A synonym is not an error. It is a record of botanists disagreeing, in print, about where this plant belongs. Each of these was somebody’s considered answer.

  • Cassine aethiopica Eckl. & Zeyh.
  • Cassine affinis Sond.
  • Cassine barba L.
  • Cassine barbara L.
  • Cassine capensis L.
  • Cassine colpoon Thunb.
  • Cassine kraussiana Bernh.
  • Cassine kraussiana Bernh. ex Harv. & Sond.
  • Cassine kraussiana Hochst.
  • Cassine paragua Mill.
  • Cassine serratifolia Salisb.
  • Cassine sphaerocarpa Cels ex Steud.
  • Celastrus barbarus L.
  • Elaeodendron ilicifolium Ten.
  • Elaeodendron kraussianum (Bernh.) Sim
  • Euonymus colpoon L.
  • Maurocenia phylliraea Mill.

Sourcesevery claim on this page

  1. World Flora Online Plant List. accepted name, authority, classification. CC0. Retrieved 2026-07-12.
  2. iNaturalist. photographs and flowering annotations, CC0 / CC BY / CC BY-SA only. per photograph.

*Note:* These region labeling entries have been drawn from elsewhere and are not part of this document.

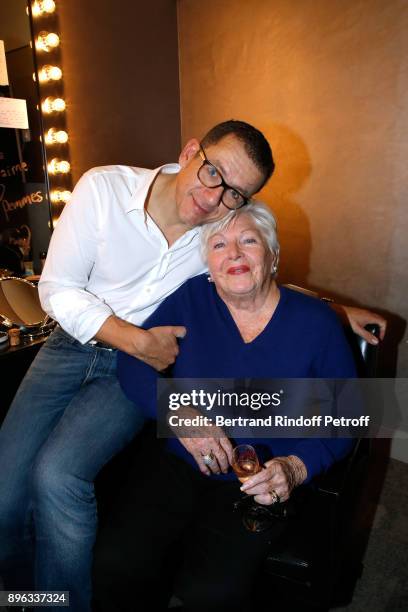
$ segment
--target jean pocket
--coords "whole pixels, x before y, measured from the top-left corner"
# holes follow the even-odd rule
[[[69,346],[70,344],[74,344],[75,342],[75,338],[69,336],[62,329],[57,328],[52,332],[50,336],[48,336],[45,346],[50,349],[57,349],[61,346]]]

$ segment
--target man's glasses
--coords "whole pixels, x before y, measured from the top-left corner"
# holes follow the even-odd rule
[[[223,187],[223,192],[220,197],[220,202],[224,204],[230,210],[237,210],[245,204],[248,204],[248,198],[242,193],[227,185],[224,181],[220,171],[208,161],[207,156],[204,152],[203,147],[200,145],[199,151],[200,157],[203,163],[198,169],[197,177],[204,187],[209,189],[215,189],[216,187]]]

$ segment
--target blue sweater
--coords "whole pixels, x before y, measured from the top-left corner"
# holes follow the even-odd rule
[[[331,309],[315,298],[285,287],[280,287],[280,292],[271,320],[247,344],[214,284],[204,274],[190,279],[170,295],[143,327],[187,328],[172,369],[175,378],[354,377],[351,351]],[[156,383],[160,374],[142,361],[119,353],[118,376],[127,397],[148,418],[156,418]],[[308,481],[343,458],[353,445],[352,440],[340,438],[257,438],[240,439],[239,443],[262,447],[263,461],[273,456],[297,455],[307,467]],[[197,467],[177,439],[168,440],[167,448]],[[217,478],[236,477],[230,472]]]

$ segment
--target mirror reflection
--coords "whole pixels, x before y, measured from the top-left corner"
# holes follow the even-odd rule
[[[45,152],[25,0],[0,0],[0,276],[41,272],[50,239]]]

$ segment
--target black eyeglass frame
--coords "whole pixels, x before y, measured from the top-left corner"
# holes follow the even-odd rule
[[[246,204],[248,204],[248,200],[249,198],[247,198],[246,196],[244,196],[243,193],[241,193],[240,191],[238,191],[238,189],[235,189],[235,187],[231,187],[231,185],[228,185],[228,183],[226,183],[224,181],[224,177],[222,176],[221,172],[218,170],[217,166],[214,166],[214,164],[212,164],[209,159],[207,158],[207,155],[205,154],[203,145],[200,144],[200,150],[198,151],[201,159],[203,160],[203,163],[201,164],[201,166],[199,167],[199,169],[197,170],[197,178],[200,181],[200,183],[204,186],[207,187],[207,189],[217,189],[218,187],[222,187],[223,188],[223,192],[220,196],[220,202],[222,202],[224,204],[224,206],[226,208],[228,208],[228,210],[239,210],[240,208],[242,208],[243,206],[245,206]],[[214,168],[214,170],[217,172],[217,174],[220,177],[220,183],[218,185],[206,185],[205,183],[203,183],[202,179],[200,178],[200,171],[204,166],[211,166],[211,168]],[[231,191],[235,191],[235,193],[237,193],[238,195],[241,196],[241,198],[243,199],[242,204],[240,204],[239,206],[234,206],[234,208],[231,208],[231,206],[228,206],[228,204],[226,204],[224,202],[224,200],[222,199],[224,197],[224,193],[226,192],[226,190],[229,189]]]

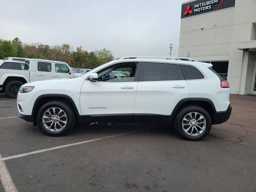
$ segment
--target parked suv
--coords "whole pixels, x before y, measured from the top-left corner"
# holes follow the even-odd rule
[[[77,78],[22,85],[19,116],[52,136],[76,122],[151,122],[172,123],[183,138],[199,140],[231,112],[228,84],[212,66],[183,58],[113,61]],[[129,77],[105,78],[124,70]]]
[[[20,87],[28,82],[80,75],[74,74],[65,62],[39,59],[26,59],[23,62],[7,58],[0,60],[0,92],[5,92],[11,98],[16,98]]]

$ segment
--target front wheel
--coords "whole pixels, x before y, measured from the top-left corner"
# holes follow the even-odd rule
[[[41,130],[50,136],[60,136],[70,131],[75,123],[75,112],[70,103],[50,101],[43,105],[37,114],[37,124]]]
[[[176,132],[182,138],[198,141],[208,134],[212,127],[209,113],[197,106],[186,107],[178,112],[174,121]]]
[[[19,81],[13,81],[8,83],[5,87],[5,92],[8,97],[17,98],[18,92],[23,83]]]

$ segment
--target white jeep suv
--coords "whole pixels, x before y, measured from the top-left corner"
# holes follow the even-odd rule
[[[229,118],[228,84],[211,64],[164,59],[126,58],[77,78],[26,83],[18,93],[19,115],[52,136],[76,122],[119,121],[172,123],[183,138],[201,139]],[[130,76],[105,78],[116,71]]]

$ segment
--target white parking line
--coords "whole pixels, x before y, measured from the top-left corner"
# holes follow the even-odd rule
[[[2,156],[0,154],[0,159]],[[0,161],[0,180],[6,192],[16,192],[17,191],[12,178],[7,170],[5,164],[3,161]]]
[[[61,149],[62,148],[64,148],[66,147],[70,147],[71,146],[74,146],[75,145],[80,145],[81,144],[84,144],[85,143],[90,143],[90,142],[93,142],[94,141],[98,141],[99,140],[102,140],[102,139],[108,139],[109,138],[112,138],[113,137],[118,137],[118,136],[121,136],[122,135],[127,135],[127,134],[130,134],[130,133],[138,132],[138,131],[142,131],[142,130],[137,130],[136,131],[126,132],[125,133],[120,133],[119,134],[116,134],[115,135],[110,135],[109,136],[106,136],[105,137],[101,137],[100,138],[97,138],[96,139],[91,139],[90,140],[87,140],[86,141],[81,141],[80,142],[78,142],[77,143],[72,143],[71,144],[68,144],[67,145],[58,146],[57,147],[51,147],[50,148],[48,148],[44,149],[42,149],[41,150],[38,150],[37,151],[32,151],[32,152],[28,152],[28,153],[22,153],[22,154],[19,154],[18,155],[13,155],[12,156],[10,156],[9,157],[0,158],[0,162],[5,161],[6,160],[8,160],[9,159],[18,158],[19,157],[24,157],[24,156],[27,156],[28,155],[32,155],[33,154],[36,154],[37,153],[42,153],[43,152],[51,151],[52,150],[54,150],[55,149]]]
[[[16,116],[15,117],[3,117],[2,118],[0,118],[0,119],[10,119],[11,118],[17,118],[17,117],[18,117],[18,116]]]

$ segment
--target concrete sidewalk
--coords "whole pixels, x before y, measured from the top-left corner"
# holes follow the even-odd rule
[[[230,95],[230,101],[233,108],[230,119],[214,125],[211,135],[256,147],[256,96]]]

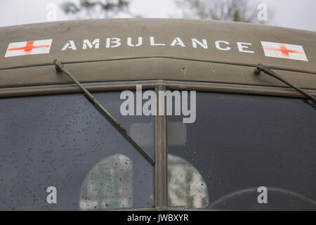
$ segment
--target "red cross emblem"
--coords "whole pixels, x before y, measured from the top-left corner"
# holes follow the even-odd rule
[[[265,56],[308,61],[301,45],[261,41]]]
[[[48,53],[52,39],[10,43],[4,57]]]

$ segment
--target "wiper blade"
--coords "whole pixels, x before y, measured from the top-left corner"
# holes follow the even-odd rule
[[[263,65],[259,63],[255,68],[254,72],[257,75],[259,75],[261,71],[263,72],[266,75],[268,75],[271,77],[273,77],[282,81],[282,82],[287,84],[289,86],[293,87],[294,89],[296,89],[296,91],[298,91],[298,92],[300,92],[301,94],[304,95],[307,98],[311,99],[314,102],[314,104],[315,104],[315,105],[316,105],[316,98],[315,97],[312,96],[308,92],[303,90],[300,87],[297,86],[296,85],[291,84],[287,80],[286,80],[284,78],[282,78],[280,76],[279,76],[278,75],[277,75],[275,72],[271,70],[269,68],[265,67]]]
[[[88,91],[74,75],[65,67],[58,60],[54,60],[54,63],[58,71],[62,71],[70,77],[80,89],[84,92],[86,98],[93,105],[93,106],[101,113],[103,116],[127,140],[134,148],[151,165],[154,165],[155,162],[135,141],[127,134],[125,129],[115,118],[96,99],[96,98]]]

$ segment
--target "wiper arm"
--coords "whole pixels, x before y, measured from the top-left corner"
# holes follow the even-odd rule
[[[303,90],[302,89],[301,89],[300,87],[297,86],[295,84],[291,84],[290,82],[289,82],[287,80],[286,80],[284,78],[281,77],[280,76],[279,76],[278,75],[277,75],[275,72],[273,72],[272,70],[271,70],[270,68],[263,66],[261,64],[258,64],[257,66],[255,68],[254,70],[254,72],[257,75],[260,74],[261,72],[263,72],[264,73],[265,73],[266,75],[268,75],[271,77],[273,77],[280,81],[282,81],[282,82],[287,84],[287,85],[289,85],[291,87],[293,87],[294,89],[296,89],[296,91],[298,91],[298,92],[300,92],[301,94],[302,94],[303,95],[304,95],[306,98],[311,99],[313,102],[314,104],[316,105],[316,98],[314,97],[313,96],[312,96],[310,94],[309,94],[308,92]]]
[[[80,82],[74,77],[74,75],[65,67],[65,65],[58,60],[54,60],[54,63],[58,71],[62,71],[69,77],[70,77],[80,89],[84,92],[86,98],[93,105],[93,106],[102,114],[103,116],[127,140],[135,149],[151,165],[154,165],[154,161],[152,158],[135,141],[127,134],[125,129],[115,118],[96,99],[96,98],[88,91]]]

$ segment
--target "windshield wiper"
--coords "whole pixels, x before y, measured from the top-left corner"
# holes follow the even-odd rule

Retrieved 2026-06-27.
  3. Kew, World Checklist of Vascular Plants (WCVP v16). native distribution by TDWG level-3 botanical country, and life form. CC BY 3.0. Retrieved 2026-06-04.

We publish what we can source and we say so when we cannot. This page has no care advice and no toxicity claim, because we do not yet have those from a source we can cite.